A Ducati Panigale V4 irrompeu a cena ao oferecer tecnologia de MotoGP a meros mortais, mas não foi a primeira. 30 anos atrás, a Honda NR fez o mesmo com seus pistões ovais, uma superbike que imediatamente ganhou status de colecionável.
Suas origens começam em novembro de 1977, quando a Honda decidiu voltar ao Campeonato Mundial de Motociclismo. A marca japonesa nunca gostou muito de motores dois tempos e queria ter sucesso com seus propulsores de quatro tempos, como todos os seus modelos de rua.
Nessa época de zero eletrônica, os motores de dois tempos estavam dominando o cenário esportivo, já que podiam atingir uma capacidade de giro e de potência mais alta. A resposta era criar um seis cilindros, como havia feito nos anos 1960. Só que as regras haviam mudado e agora estipulavam um máximo de quatro câmaras de combustão.
Como contornar esse problema? Foi então que os engenheiros da Honda vieram com uma solução altamente inovadora: construir um motor em V com pistões ovais e não cilíndricos, conectando duas bielas a cada pistão. No papel, era apenas um V4, mas na prática deveria apresentar o comportamento de um V8.
Tal configuração levou a uma complexidade quase sem precedentes em termos de engenharia mecânica: eram 32 válvulas (de titânio) e oito bielas funcionando dentro um motor de quatro cilindros em V convencional, o que rendia uma potência máxima de 130 cv a 20.000 rpm. O propulsor foi instalado na NR500, sigla para “New Race”.
Apesar das inovações, a NR500 nunca foi competitiva. Mesmo com muitas modificações, a motocicleta quebrava com facilidade, tanto que os jornalistas apelidaram-na de “Never Ready” (nunca pronta). Um 13º lugar de Takazumi Katayama no Grande Prêmio da Áustria de 1981 foi sua melhor exibição. Em 1982, a marca rendeu-se criando a NSR 500 de dois tempos.
Mas a Honda não esqueceu totalmente de sua invenção. Eles aumentaram a cilindrada para 747 cm³ e desenvolveram a NR750, que apareceu nas 24 Horas de Le Mans de 1987. Embora não tenha chegado ao final, produzia 155 cv a 15.250 rpm enquanto as concorrentes rendiam no máximo 135 cv. No início dos anos 1990, a marca japonesa resolveu que a tecnologia já podia ser transferida para o público comum.

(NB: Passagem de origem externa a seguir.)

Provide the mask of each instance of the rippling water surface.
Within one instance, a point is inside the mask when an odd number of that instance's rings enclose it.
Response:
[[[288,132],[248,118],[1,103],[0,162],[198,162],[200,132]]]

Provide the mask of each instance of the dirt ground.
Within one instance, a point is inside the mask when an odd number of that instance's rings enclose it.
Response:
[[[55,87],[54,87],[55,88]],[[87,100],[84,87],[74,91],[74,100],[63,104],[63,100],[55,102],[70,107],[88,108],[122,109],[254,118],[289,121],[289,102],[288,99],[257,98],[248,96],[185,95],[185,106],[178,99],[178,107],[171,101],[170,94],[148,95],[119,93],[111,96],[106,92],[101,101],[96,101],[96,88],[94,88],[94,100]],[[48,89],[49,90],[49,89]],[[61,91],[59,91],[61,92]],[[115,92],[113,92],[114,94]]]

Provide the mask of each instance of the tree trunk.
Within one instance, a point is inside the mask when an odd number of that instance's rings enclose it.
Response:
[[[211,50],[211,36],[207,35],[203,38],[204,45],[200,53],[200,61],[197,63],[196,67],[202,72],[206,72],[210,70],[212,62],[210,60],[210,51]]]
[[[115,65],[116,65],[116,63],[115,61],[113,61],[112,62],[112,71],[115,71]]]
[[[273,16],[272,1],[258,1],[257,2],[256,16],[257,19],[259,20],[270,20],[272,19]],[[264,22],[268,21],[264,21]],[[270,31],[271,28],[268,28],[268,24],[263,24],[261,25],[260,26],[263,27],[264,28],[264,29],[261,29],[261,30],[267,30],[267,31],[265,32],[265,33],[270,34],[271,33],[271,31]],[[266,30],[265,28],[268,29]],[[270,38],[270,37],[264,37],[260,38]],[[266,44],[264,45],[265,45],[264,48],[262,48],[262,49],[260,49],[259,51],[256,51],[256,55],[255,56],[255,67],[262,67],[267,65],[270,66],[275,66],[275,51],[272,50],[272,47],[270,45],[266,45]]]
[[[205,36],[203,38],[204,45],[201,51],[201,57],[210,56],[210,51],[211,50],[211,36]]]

Apresentada em 1992, a Honda NR (codinome RC40), era a expressão máxima do que a indústria de duas rodas podia fazer naquele momento. O motor V4 teve o ângulo das bancadas aumentado para 90 graus, utilizava 8 válvulas e duas velas de ignição por cilindro. O resultado era uma potência de 125 cv a 14.000 giros, bastante para a época.
Mas além do motor, a moto carregava uma série de características inovadoras, como quadro em dupla trave de alumínio, garfos invertidos, carroceria em fibra de carbono, rodas de magnésio, caixa de ar pressurizada e painel digital. Quase nenhuma outra moto tinha tudo isso ao mesmo tempo.
A injeção eletrônica PGM-FI usava 7 sensores e uma CPU de 16 bits para controlar os oito injetores, bem como o tempo de ignição. Dizem que os escapes de alumínio sob a rabeta inspiraram Massimo Tamburini a criar a Ducati 916, de 1994.
Isso fez com que a Honda NR ficasse astronomicamente cara, cerca de 45 mil euros em valores atualizados e com produção limitada: apenas 322 unidades foram montadas, tornando-a imediatamente um objeto de desejo para colecionadores abastados. Quando uma aparece à venda, como essa abaixo, vira notícia no mundo todo.
A unidade número 166 em questão pertence a um executivo canadense da indústria de motocicletas que mora no Japão foi leiloada em 2021. Marcava apenas 5.301 km (3.293 milhas) no hodômetro e ainda tinha a nota fiscal de compra. Desde que a comprou o proprietário rodou somente 500 km.
“Ter esta moto é mais do que um sonho que se tornou realidade. Andar com ela pelas ruas de Tóquio é surreal. Sempre achei que é quase um dever para os proprietários e pilotos de carros e motocicletas de sonho permitir que outros tenham a chance de olhar e fazer perguntas”, disse o orgulhoso proprietário.
“Os japoneses são geralmente muito tímidos e reservados, mas esta moto sempre provoca reações positivas muito fortes”, continua. “Não foi apenas um feito audacioso de engenharia, mas talvez um dos últimos grandes projetos de bolha econômica da Honda em seu auge“.
A motocicleta passou por uma revisão com um técnico altamente treinado na fábrica da Honda em Tóquio que substituiu freios, pneus, sistema de combustível, bateria e pneus. O motor obviamente nunca foi aberto. A marca japonesa parece ter gostado, pois nos últimos anos voltou a fazer peças de reposição para a RC30 e RC40 com os mesmos engenheiros da época.